That's very funny. I mean it. I immediately forwarded it to my wife and other dear ones. You quite right, by the way, that Heyerdahl (Norwegian) is a source of inspiration. With his raft Kon-Tiki he tried to make a point about a pre-historic migration from South America to Polynesia. I want to make a point about a migration, an Exodus, really, that is happening right now, and very close to home.


----------



## fmooy (Jul 5, 2007)

Hey geertvanderkolk,

Congrats on coming to Haiti. I'm living in Port-au-Prince right now, but I will be heading back to my other home in New Orleans soon. I dig it here and I am glad you had such a good experience. I have been living in Haiti off and on for some years now, but I've never come by boat! Anyway, if you ever need a fluent Haitian Creole speaking crew member, be sure to let me know.

Your Friend


----------



## geertvanderkolk (Jul 19, 2007)

fmooy said:


> I'm living in Port-au-Prince right now, but I will be heading back to my other home in New Orleans soon. I dig it here and I am glad you had such a good experience. I have been living in Haiti off and on for some years now, but I've never come by boat! Anyway, if you ever need a fluent Haitian Creole speaking crew member, be sure to let me know.

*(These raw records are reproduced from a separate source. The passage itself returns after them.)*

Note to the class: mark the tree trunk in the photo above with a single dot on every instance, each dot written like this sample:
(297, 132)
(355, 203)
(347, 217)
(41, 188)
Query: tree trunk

That sounds interesting. Thank you very much for posting! Needless to say, I'd be delighted to work with somebody who is a sailor, knows Haiti, and speaks creole (I had to make do with French). Please email me directly ([email protected]) so we don't clog up the forum.


----------



## cj007 (Apr 7, 2011)

*returning to Haiti?...*

If you plan to go again, please let me know. I can offer a few sets of good hands. I'm gonna live aboard this year and will consider it myself maybe later this summer or next year.

I am in Haiti for nonprofit work about 4 times a year so I would love to sail there someday soon.


----------



## cj007 (Apr 7, 2011)

Count me in!

My creole is great...


----------



## tdw (Oct 2, 2006)

Hey CJ, no big deal but Geert hasn't posted here since 07. 

Cheers


----------



## geertvanderkolk (Jul 19, 2007)

*Haiti update*

Hi CJ,

I went back to Haiti last year, just after the earthquake, but not with my own boat. I crewed on the schooner Liberty, from Miami. We brought food and medical supplies to Jacmel, a badly damaged town on the south coast. The schooner's captain, Jared Talarski, later took another tall ship with relief supplies to Haiti's capital Port au Prince. I do not know if there are new sailing trips to Haiti in the works. Jared is definitely the guy to talk to. If you're interested, I can send you his contact information.

Geert

PS: I wrote an article about the first relief mission for the British Magazine Yachting World:
Yachting World


----------



## tdw (Oct 2, 2006)

Well there you go .. its not always a complete waste of time to revive a five year old thread ..


----------



## cj007 (Apr 7, 2011)

Geert,

That great. I think I met in PAP one of th eguys that may have been on that rig. His name is Matthew Levasseur, does that ring a bell? He mentioned he sailed on in. 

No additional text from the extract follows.